Unsteadiness in turbulent separated flow over a three-dimensional Gaussian bump

Abstract

The unsteady separated flow over the three-dimensional Boeing Gaussian Bump is investigated at a Reynolds number based on bump height $Re_H = 2.26\times10^5$ using unsteady wall-pressure measurements and planar particle image velocimetry (PIV). Four major unsteady broadband phenomena spanning more than two decades in frequency are identified: (1) a very-low-frequency (VLF) spanwise motion centered at a Strouhal number of $St_H\sim10^{-3}$ (1 Hz) based on bump height, (2) a low-frequency breathing motion of the separation zone centered at $St_{L_{\rm{sep}}}=0.068$ (13.5 Hz) where $L_{\rm{sep}}$ is the mean separation length, (3) a 20 Hz frequency that appears to be associated with vortex shedding from the lateral shear layers, and (4) a centreline shear-layer vortex shedding at $St_{L_{\rm{sep}}}=0.68-1.01$ (135-200 Hz). Interestingly, while the VLF mode has a characteristic frequency of the same order to that often reported for other rectilinear bodies and hills that exhibit bistable asymmetric wake-switching, it is found that the VLF mode for this geometry exhibits a continuous spanwise meandering motion. Joint symmetric-antisymmetric proper orthogonal decomposition modal statistics from top-down PIV data further show that the spanwise meandering and streamwise stretching of the wake -- likely associated with the breathing motion -- are dynamically coupled, with the separation zone reaching its greatest streamwise extent when in a symmetric state. In this paper, the observed hierarchy of spectral features is comparable with those observed for a wide range of geometries, suggesting connections between geometric lengthscales and the low-frequency dynamics.

Figures (16)

• Figure 1: 2D profiles of the Boeing Gaussian Bump along the two symmetry planes: $(a)$$y/H=0$ (flow from left to right); $(b)$$x/H = 0$, with annotation of Bump width $B_w$.
• Figure 2: $(a)$ Rendering of streamwise-vertical ($x$-$z$) PIV setup with coordinate system, Bump model and splitter plate in $3'\times3'$ test section [Adapted from robbins2021]; $(b)$ Streamwise-spanwise "top-down" ($x$-$y$) PIV setup [Reproduced from annamalai2022].
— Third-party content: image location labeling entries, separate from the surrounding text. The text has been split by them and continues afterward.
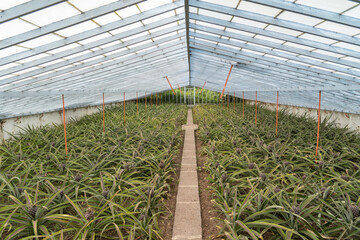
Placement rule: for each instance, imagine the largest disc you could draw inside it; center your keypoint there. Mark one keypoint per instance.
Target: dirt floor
(166, 220)
(209, 212)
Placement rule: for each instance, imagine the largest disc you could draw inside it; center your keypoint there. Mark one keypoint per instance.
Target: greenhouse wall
(13, 126)
(352, 121)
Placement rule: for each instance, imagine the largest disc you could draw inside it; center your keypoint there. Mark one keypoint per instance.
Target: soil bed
(209, 213)
(166, 220)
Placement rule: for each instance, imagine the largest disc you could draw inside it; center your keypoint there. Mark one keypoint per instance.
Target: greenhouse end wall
(349, 120)
(13, 126)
• Figure 3: Location and size of the three overlapping FOVs - F1, F2, and F3 ($\geq 20\%$ overlap) - along the streamwise-vertical $x$-$z$ plane that is used for all spanwise measurement planes $y/H=0,\,0.75,\,1.47$. Magenta dots show location of centreline ($y/H=0$) wall-pressure taps labelled 7-14. Streamwise location of surface concavity change at $x/H=1.65$ noted as well as position and streamwise extent of "top-down" $x$-$y$ PIV plane at $z/H=0.53$.
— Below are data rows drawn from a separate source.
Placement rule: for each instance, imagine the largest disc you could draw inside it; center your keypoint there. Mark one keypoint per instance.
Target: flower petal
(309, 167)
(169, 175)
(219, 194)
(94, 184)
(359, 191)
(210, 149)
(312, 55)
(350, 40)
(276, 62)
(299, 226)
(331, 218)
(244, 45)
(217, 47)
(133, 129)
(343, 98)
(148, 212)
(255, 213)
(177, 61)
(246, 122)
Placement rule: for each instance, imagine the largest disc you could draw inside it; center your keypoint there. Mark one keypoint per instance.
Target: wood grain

• Figure 4: (a) Mean $C_p$ variation over the Bump. Flow from left to right. Tap numbers labeled. Symbols along centreline $y/H=0$ represent mean (+), upstream extent (X) and downstream extent (*) of separation and downstream saddle points as determined by annamalai2022. Approximate location of critical lines overlaid, based on shear-stress wall-topolopy of williams2020. (b) Profiles of $C_p$ along centreline $y/H=0$ and off-centreline planes $y/H=\pm 1.47$, demonstrating mean symmetry. Lines joining dots drawn to assist visibility only. Locations of upstream and downstream surface-concavity change marked as vertical dashed lines with bump profile (top).
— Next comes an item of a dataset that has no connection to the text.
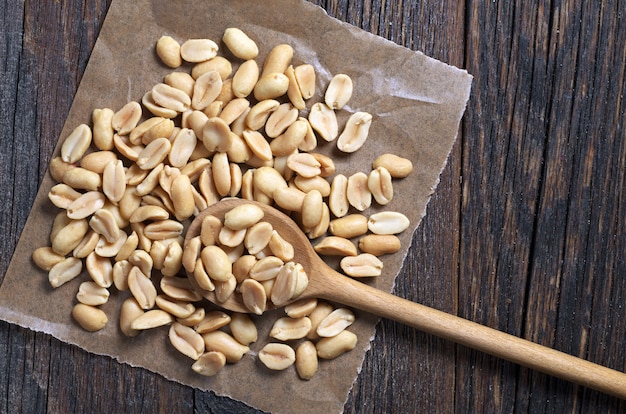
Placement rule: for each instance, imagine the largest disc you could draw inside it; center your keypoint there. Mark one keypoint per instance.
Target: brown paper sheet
(417, 103)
• Figure 5: Rendering of mean field from measurements collected at several PIV planes: (a) isometric and (b) birds-eye views. Mean fields from three overlapping FOVs along a single $x$-$z$ plane are stitched using linear interpolation to produce a planar composite mean field. Measurements are taken at (c) three separate side-on $x$-$z$ planes at $y/H\,=\,0,\,0.75,\,1.47$. Mean flow field for the (d) top-down, $x$-$y$ plane at $z/H\,=\,0.53$. Flow symmetry along centerline plane $y/H\,=\,0$. Contours represent streamwise mean velocity $U/U_{\infty}$. Magenta dots on wall represent pressure sensor locations. Select pressure taps are labeled.